On 23 August 2012 00:56, Karen Coyle <[log in to unmask]> wrote:

> On 8/22/12 2:56 PM, Richard Wallis wrote:
>
>> Hi Karen,
>>
>> I was not ignoring you previous question about where, in Marc terms, data
>> was coming from.  I need to talk with someone who was in the core of the
>> processing that produces the data.  Unfortunately I am currently being
>> thwarted by vacations.
>>
>
> Richard, I understand, and apologize if I appeared to be pushing too hard.

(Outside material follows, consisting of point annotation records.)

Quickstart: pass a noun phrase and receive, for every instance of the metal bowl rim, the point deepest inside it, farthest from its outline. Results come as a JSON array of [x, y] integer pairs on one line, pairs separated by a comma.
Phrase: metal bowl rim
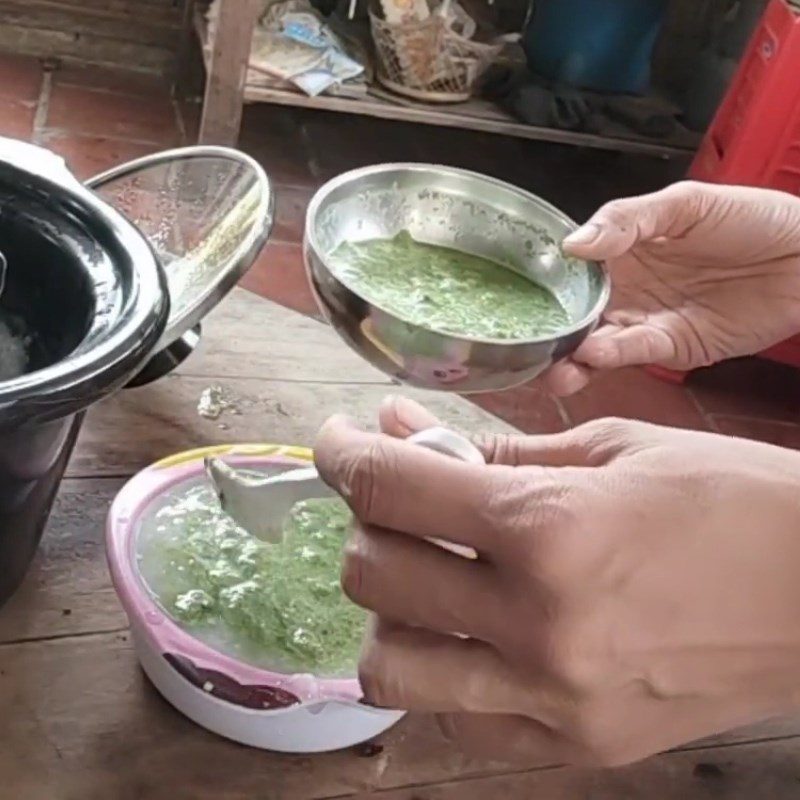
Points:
[[328, 188]]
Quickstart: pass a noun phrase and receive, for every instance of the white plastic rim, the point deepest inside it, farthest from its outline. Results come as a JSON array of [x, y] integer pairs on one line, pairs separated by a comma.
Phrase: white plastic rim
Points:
[[301, 729]]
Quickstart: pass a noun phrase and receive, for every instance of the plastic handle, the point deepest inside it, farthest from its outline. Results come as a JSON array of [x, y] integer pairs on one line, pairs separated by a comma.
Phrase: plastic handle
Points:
[[448, 443], [37, 161]]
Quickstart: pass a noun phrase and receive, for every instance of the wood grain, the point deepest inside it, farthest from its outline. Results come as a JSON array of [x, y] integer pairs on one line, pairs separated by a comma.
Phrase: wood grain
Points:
[[741, 773], [227, 68]]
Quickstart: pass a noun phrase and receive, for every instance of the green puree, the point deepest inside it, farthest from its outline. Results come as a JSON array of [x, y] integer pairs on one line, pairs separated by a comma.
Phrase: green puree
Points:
[[278, 606], [447, 290]]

> In my own experience, requests for documentation are met with groans,
> especially by folks who'd rather be "doing something useful," like writing
> code. Unfortunately, it really helps to explain what you've done.
>
> I think I've solved the question of where the place of publication comes
> from: 260 $a. The differences between the Web version and the triples
> version is in punctuation. I'm still looking at examples, but it's a slog
> since I'm re-creating records in the triples file with my minimal knowledge
> of "grep" -- a hammer, but the best darned hammer there is. Here are some
> examples:
>
> #1
> File:
>
> <http://www.worldcat.org/oclc/**43836713<http://www.worldcat.org/oclc/43836713>>
> <http://purl.org/library/**placeOfPublication<http://purl.org/library/placeOfPublication>>
> _:**AX2dX40d4c600X3aX138a12b56f9X3**aXX2dX49b9
> _:**AX2dX40d4c600X3aX138a12b56f9X3**aXX2dX49b9 <http://schema.org/name>
> "New York"
>
>
> Web: (Using RDFa It Firefox plugin [1])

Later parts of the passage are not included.